Humanitarian partners have resumed assistance in Bria, in central Hautte-kotto Prefecture, and its surrounding axes since 8 March, after they had been suspended at the end of February due to an increased risk of clashes between armed groups and security forces. With 73,000 internally displaced persons, Bria has one of the largest concentrations of displaced people in the country.


One week after the explosions at the Nkuantoma military barracks, 107 deaths have been recorded and 119 people remain hospitalized, a majority of whom are children.
Initial assessments indicate that shelter and protection are the most significant challenges.
Several children have lost family members and remain unaccompanied. Efforts to locate other family members are ongoing. UNICEF’s rapid assessment estimates that approximately 150 families are currently staying in temporary shelters across Bata.
These families consist of 648 adults and 252 children (28%) under 15 years of age. Among the children, it is estimated that 99 (11%) are under five years old. These numbers exclude families who have self-evacuated to stay with relatives in Bata or other districts. Schools and religious residences are being used as temporary shelters. The government has also reported that ten schools were badly damaged in the blast..
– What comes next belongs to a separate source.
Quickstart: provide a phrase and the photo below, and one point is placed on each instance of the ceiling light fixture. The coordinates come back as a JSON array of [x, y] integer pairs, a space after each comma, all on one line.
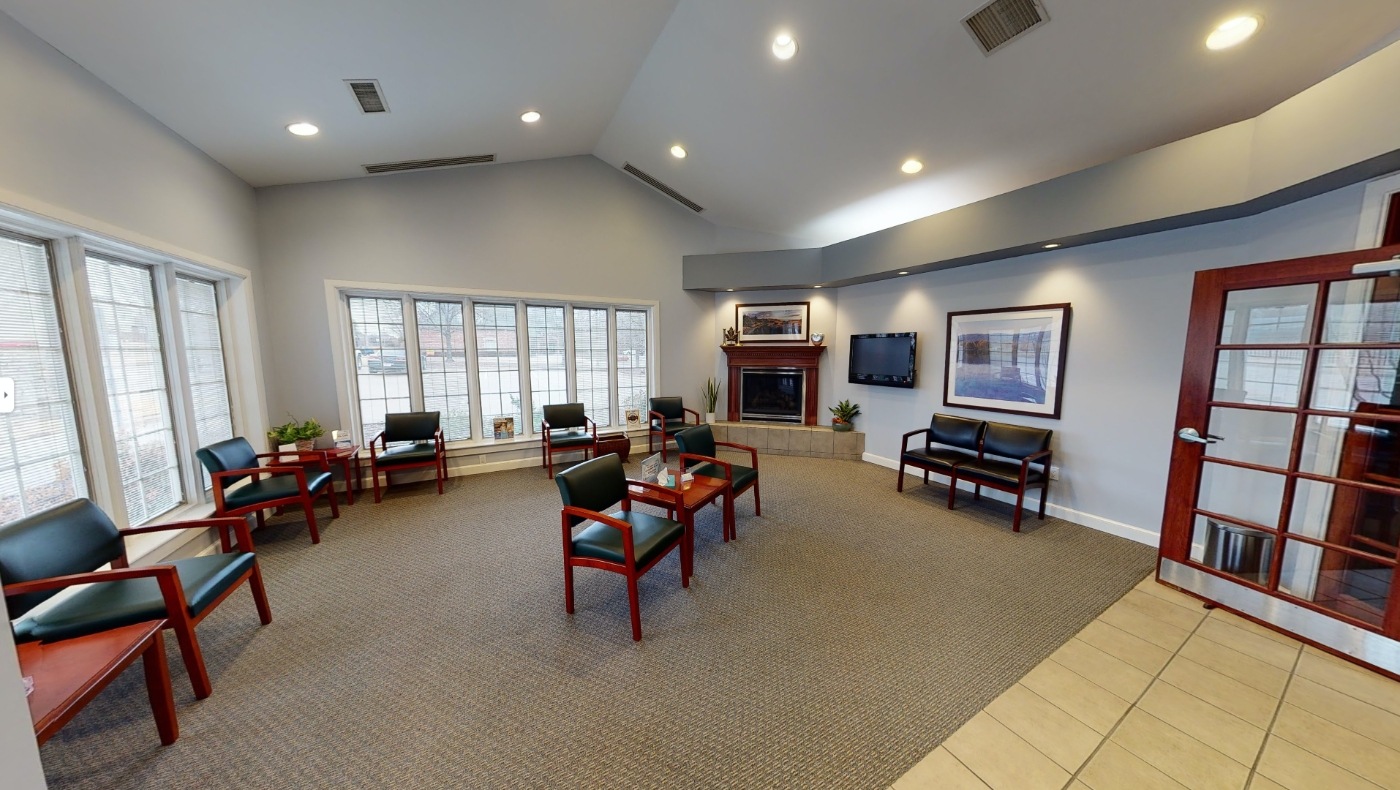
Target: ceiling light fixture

On 11 March, unidentified gunmen attacked the Federal College of Forestry in Mando, central Kaduna state, abducting over 200 students and staff. Military personnel deployed to the area, leading to the rescue of 180 students and staff. About 30 students are still missing while those injured during the rescue operation are receiving treatment at a local hospital. It was the third major attack and mass abduction of students from schools since February 2021, with similar incidents reported in Niger state (Kagara college on 17 February) and Zamfara state (Jangebe college on 26 February), both located in north-west Nigeria where armed bandits have ramped up deadly attacks on civilians in recent months. The UN and several rights groups have condemned repeated attacks on schools and impacts on education in a country that already has over 10 million out-of-school children.


On 16 March, in the Banibangou locality, western Tillabéri region, four commercial vehicles were intercepted by unidentified armed men who fired shots at the passengers and looted the vehicles, killing 64 people. This is the latest in a series of deadly sporadic attacks that have already claimed the lives of dozens of civilians and displaced some 1,100 people in the departments of Ouallam, Torodi, and Tillabéri since 2 March, with many fleeing preventively due to persisting insecurity. The attacks are reportedly perpetrated by non-state armed groups operating along the borders with Burkina Faso and Mali.